Professor William Browne

Bio

Bill Browne is Professor of Statistics in the School of Education, University of Bristol. He studied all his degrees at the University of Bath finishing his PhD in the maths school in 1998. He has been a professor at Bristol for 11.5 years having spent seven years at the School of Veterinary Science as Professor of Biostatistics before moving to Education. He also was the founding director of the Jean Golding Institute for Data Intensive research from 2015-2017. 

These days he co-directs the Centre for Multilevel Modelling and his research interests are in statistical methods, software and applications. He developed the Bayesian MCMC functionality of the MLwiN software package and has published methodology papers on multilevel modelling as well as applied papers in a variety of disciplines. More recently he has become interested in teaching of statistics and the role of automation in both statistical analysis and teaching which is the topic of his fellowship.

Research interests

Bill Browne's Turing fellowship is looking at how we might bridge the statistical skills gap through automation and improved statistical training. This works builds on a recently completed British Academy grant that created functionality in the StatJR software package to automate the production of teaching materials that use the SPSS software package.

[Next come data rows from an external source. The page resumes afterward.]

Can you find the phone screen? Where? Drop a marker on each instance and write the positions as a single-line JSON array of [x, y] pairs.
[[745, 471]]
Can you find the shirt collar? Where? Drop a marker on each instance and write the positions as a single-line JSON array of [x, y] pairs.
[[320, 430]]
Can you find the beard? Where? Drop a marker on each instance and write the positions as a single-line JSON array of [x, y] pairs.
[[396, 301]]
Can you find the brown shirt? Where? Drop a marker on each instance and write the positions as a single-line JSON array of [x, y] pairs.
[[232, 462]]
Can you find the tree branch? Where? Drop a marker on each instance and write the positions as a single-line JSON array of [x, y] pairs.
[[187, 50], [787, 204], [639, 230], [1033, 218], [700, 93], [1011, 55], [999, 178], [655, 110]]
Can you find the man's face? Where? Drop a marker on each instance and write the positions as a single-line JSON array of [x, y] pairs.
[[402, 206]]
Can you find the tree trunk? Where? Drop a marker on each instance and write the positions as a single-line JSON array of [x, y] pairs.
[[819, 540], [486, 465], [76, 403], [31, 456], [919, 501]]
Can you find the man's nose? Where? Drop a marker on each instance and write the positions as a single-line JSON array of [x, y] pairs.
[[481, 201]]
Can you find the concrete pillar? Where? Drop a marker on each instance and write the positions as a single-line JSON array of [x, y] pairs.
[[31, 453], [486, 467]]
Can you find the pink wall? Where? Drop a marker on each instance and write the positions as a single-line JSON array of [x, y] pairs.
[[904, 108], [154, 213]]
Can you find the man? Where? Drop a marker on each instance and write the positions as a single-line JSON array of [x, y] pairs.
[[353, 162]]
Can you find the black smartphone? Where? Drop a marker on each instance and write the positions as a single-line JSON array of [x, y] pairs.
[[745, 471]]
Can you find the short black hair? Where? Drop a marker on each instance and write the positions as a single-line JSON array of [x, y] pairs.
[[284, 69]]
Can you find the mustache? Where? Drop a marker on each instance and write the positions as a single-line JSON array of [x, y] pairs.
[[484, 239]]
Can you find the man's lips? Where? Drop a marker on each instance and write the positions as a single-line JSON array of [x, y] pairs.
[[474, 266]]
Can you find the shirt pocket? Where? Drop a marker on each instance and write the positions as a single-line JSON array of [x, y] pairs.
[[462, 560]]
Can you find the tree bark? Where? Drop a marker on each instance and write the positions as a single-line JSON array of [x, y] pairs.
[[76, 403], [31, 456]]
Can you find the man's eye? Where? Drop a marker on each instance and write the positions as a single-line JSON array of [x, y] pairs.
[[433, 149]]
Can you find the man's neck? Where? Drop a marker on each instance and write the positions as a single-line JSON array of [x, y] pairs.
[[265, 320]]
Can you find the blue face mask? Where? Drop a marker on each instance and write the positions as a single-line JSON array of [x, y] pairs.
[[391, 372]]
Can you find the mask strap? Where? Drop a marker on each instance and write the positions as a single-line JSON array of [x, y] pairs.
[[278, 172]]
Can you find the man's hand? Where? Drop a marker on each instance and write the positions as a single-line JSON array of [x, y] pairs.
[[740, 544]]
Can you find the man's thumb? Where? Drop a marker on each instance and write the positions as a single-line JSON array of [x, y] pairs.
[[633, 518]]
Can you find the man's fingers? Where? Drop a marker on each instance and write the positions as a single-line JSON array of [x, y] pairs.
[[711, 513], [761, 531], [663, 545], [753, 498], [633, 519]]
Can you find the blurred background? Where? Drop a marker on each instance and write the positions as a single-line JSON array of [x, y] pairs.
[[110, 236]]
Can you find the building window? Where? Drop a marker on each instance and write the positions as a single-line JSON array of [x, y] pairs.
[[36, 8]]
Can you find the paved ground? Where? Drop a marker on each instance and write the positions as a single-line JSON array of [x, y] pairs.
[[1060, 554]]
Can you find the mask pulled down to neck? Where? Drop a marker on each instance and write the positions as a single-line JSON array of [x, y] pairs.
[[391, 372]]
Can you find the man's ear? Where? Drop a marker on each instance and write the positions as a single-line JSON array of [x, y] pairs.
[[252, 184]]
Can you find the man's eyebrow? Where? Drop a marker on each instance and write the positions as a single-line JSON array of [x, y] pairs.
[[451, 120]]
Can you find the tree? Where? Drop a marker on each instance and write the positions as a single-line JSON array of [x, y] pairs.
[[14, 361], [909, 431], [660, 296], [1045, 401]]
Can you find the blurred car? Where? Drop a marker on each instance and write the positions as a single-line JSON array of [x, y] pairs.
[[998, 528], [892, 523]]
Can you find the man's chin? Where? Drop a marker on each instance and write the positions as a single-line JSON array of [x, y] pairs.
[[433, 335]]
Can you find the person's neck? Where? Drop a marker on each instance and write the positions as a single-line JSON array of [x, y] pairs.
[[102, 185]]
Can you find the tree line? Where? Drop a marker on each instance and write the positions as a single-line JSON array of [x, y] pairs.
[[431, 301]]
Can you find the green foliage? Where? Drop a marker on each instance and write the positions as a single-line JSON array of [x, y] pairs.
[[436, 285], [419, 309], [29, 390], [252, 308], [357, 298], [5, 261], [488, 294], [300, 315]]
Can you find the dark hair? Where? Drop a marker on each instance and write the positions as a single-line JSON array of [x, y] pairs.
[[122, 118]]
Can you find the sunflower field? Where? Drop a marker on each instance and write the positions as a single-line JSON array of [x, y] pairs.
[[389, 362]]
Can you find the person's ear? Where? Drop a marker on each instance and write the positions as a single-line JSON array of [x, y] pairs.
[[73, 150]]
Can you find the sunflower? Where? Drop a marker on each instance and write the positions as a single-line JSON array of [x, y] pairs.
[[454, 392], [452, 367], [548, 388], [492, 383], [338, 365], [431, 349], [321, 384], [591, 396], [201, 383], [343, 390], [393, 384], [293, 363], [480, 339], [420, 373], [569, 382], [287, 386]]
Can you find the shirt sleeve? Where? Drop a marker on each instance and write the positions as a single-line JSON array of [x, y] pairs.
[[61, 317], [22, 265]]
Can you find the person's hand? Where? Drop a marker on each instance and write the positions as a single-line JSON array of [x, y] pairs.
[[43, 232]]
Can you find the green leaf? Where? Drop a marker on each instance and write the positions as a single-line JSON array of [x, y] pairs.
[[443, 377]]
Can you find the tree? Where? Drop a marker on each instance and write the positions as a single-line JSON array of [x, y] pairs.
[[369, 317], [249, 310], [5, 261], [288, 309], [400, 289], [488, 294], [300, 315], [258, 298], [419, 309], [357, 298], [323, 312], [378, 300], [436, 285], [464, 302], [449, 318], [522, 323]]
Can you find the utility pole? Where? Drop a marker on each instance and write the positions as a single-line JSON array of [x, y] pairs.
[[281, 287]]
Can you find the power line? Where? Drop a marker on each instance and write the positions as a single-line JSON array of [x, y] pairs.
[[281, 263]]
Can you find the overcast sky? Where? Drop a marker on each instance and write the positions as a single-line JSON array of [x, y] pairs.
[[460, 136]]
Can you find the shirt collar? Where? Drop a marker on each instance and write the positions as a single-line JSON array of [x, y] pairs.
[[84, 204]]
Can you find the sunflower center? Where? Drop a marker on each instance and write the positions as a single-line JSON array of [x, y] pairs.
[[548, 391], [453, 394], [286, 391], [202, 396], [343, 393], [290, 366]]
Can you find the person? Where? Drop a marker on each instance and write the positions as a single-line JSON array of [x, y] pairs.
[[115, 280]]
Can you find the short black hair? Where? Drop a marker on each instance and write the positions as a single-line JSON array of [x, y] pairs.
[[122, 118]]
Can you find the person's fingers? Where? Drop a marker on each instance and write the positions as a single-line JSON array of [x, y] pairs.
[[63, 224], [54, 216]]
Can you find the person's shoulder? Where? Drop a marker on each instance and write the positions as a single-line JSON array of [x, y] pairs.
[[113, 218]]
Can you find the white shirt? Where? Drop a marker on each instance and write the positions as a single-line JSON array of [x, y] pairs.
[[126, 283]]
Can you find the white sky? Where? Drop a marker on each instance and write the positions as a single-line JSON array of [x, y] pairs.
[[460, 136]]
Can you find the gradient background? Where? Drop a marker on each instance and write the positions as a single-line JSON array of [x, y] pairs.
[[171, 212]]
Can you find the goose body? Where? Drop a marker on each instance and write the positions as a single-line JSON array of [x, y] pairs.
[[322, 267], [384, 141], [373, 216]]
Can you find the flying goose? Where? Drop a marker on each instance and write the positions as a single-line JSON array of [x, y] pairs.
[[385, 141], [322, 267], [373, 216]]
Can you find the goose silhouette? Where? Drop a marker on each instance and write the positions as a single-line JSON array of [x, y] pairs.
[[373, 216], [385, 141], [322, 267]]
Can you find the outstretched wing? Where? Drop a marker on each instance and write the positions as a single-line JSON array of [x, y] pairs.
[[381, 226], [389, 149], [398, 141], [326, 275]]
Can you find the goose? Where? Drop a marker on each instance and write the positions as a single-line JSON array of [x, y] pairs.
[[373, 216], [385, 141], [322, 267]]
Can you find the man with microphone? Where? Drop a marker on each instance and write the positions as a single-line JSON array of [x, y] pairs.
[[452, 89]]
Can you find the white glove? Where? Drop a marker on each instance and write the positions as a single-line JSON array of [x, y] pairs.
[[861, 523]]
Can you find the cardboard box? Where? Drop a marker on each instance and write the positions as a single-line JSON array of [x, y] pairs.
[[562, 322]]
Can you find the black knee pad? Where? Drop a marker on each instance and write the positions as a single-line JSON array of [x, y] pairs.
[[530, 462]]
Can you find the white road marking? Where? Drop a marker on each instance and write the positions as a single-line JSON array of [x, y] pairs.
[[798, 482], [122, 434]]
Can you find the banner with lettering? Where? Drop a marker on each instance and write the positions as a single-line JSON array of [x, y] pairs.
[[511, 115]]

Within the fellowship there are several strands: looking into translation across software packages; translation across different disciplines; adaptation of materials for assessment purposes; investigating what we can learn about teaching from automation and conversely what we can learn about data science training from education research. Bill hopes to work with Ben Murton at the Turing to bring together researchers and funders from different disciplines to share ideas about statistical training.